Folha de S.Paulo

A censura não falha

- Ruy Castro

“Laranja Mecânica”, filme de Stanley Kubrick com algum sexo e muita violência, estreou em 1972 no mundo adulto —EUA, Inglaterra, Alemanha, França, Itália, Japão, Canadá, Suíça etc.— e as instituiçõ­es continuara­m de pé. No infantiliz­ado Brasil, só foi liberado em 1978 e, mesmo assim, com inéditas bolas pretas sobre as partes dos personagen­s. Como estes se moviam em cena, as bolas os acompanhav­am e a tela parecia uma sinuca dançante. A plateia urrava de rir.

Em 1970, a censura proibiu a circulação da Playboy americana no país e obrigou sua humilde congênere nacional, Fairplay, a circular dentro de um plástico lacrado e com uma cor chapada em cima, deixando visível só o logotipo. Era ridículo, mas, com isso, a censura conseguiu asfixiar a revista, que fechou. Em 1955, “Rio 40 Graus”, filme de Nelson Pereira dos Santos, também foi proibido no lançamento, sob a alegação de que no Rio não fazia 40 graus.

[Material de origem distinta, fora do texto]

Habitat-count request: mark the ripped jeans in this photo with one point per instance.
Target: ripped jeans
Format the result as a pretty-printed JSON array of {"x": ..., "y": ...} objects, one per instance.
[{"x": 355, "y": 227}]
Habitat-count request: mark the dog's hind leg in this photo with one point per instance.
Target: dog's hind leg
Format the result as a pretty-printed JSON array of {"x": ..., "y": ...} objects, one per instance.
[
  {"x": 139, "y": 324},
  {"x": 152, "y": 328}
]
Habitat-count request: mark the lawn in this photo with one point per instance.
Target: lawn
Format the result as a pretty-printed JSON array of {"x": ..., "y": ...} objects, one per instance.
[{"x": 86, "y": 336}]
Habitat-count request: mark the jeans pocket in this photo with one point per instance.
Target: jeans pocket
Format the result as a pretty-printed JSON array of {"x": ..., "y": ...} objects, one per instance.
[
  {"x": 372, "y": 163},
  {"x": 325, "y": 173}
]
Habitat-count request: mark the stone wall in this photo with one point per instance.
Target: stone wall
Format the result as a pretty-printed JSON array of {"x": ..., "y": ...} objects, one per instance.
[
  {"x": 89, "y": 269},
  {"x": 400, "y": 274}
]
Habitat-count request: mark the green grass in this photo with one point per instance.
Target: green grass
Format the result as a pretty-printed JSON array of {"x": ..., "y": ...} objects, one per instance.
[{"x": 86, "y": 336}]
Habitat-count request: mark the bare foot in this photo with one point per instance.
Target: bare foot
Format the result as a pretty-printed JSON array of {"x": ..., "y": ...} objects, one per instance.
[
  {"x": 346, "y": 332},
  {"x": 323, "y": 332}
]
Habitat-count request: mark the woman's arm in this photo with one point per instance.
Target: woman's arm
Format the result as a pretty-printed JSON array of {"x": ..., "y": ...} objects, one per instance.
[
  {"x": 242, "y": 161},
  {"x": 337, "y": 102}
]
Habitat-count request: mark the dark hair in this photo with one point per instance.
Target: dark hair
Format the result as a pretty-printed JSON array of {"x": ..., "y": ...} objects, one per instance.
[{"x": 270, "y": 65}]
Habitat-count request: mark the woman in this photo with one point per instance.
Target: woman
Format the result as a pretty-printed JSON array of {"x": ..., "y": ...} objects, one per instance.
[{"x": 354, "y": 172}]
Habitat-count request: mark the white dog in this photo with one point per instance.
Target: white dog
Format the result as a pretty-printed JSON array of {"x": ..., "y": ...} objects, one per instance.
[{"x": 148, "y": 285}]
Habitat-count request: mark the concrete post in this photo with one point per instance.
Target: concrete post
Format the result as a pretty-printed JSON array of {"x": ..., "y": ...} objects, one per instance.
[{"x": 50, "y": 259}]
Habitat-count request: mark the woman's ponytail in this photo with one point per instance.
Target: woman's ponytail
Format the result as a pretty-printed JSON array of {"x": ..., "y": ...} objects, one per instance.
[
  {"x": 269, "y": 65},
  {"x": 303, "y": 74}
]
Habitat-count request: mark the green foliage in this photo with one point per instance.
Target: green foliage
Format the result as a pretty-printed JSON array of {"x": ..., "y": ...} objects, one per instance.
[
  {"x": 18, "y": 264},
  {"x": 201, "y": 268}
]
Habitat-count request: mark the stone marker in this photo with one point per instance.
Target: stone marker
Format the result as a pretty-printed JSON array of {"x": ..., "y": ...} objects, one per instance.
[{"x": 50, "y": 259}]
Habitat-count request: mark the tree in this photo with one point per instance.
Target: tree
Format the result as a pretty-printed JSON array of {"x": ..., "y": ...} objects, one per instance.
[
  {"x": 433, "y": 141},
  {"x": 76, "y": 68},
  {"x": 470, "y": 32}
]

Em 1931, nomeado Chefe da Polícia do Distrito Federal —o Rio— por Getulio Vargas, o provincian­o Batista Luzardo deu uma volta por Copacabana e não gostou. Os rapazes e moças na praia usavam maiôs colantes que mostravam suas pernas e costas. Uma afronta. Luzardo tentou impor a volta do roupão de banho sobre as carnes quase nuas. O carioca ignorou-o e zombou dele.

Mas ninguém supera o prefeito Paulo de Frontin. Em 1919, ele mandou recolher a estátua do Manequinho, o menino fazendo xixi, então na praça Floriano, como “indecorosa”. E olhe que quase todo mundo tinha em casa um Manequinho vivo. Apesar de ridiculari­zado pela cidade, Frontin manteve a proibição. O Manequinho ficou esquecido num depósito e só voltou em 1926, no Mourisco, perto de onde está hoje.

A censura não falha. Cedo ou tarde, leva ao ridículo todos os que tentam praticá-la. Os futuros governante­s, chegados a um ranço moralista, terão sua chance de se tornar piada nacional.